The Mining Journal of Marquette reports the cow and yearling were spotted Wednesday within 10 miles of each other near the community of Republic in the Upper Peninsula.
They didn’t appear to have been shot or struck by vehicles.
Brian Roell of the state Department of Natural Resources said the finding of two moose dead in the same day is out of the ordinary and there were no typical reasons moose are found dead at this time of year.

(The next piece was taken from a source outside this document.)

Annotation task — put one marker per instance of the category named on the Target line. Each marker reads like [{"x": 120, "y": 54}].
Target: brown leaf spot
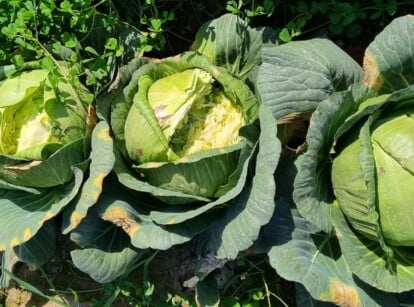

Roell said both moose had heavy tick infestations, which can be fatal. Liver flukes are another common affliction. It’s unknown if either caused these deaths.
Roell said the moose were X-rayed for gunshots and examined for internal and external injuries. Tissue samples were sent to a laboratory in Lansing for analysis.
No foul play was suspected.
Results might not be known for months.
Moose are native to Michigan and occurred throughout all except the southwestern Lower Peninsula prior to European settlement. According to the DNR, Moose disappeared from the Lower Peninsula in the 1890s.
During the most recent moose population survey in January 2011, the DNR counted an estimated 433 moose in the western Upper Peninsula. No formal survey of the eastern U.P. moose population is conducted, but local biologists estimate there are about 100 animals there, based on sightings.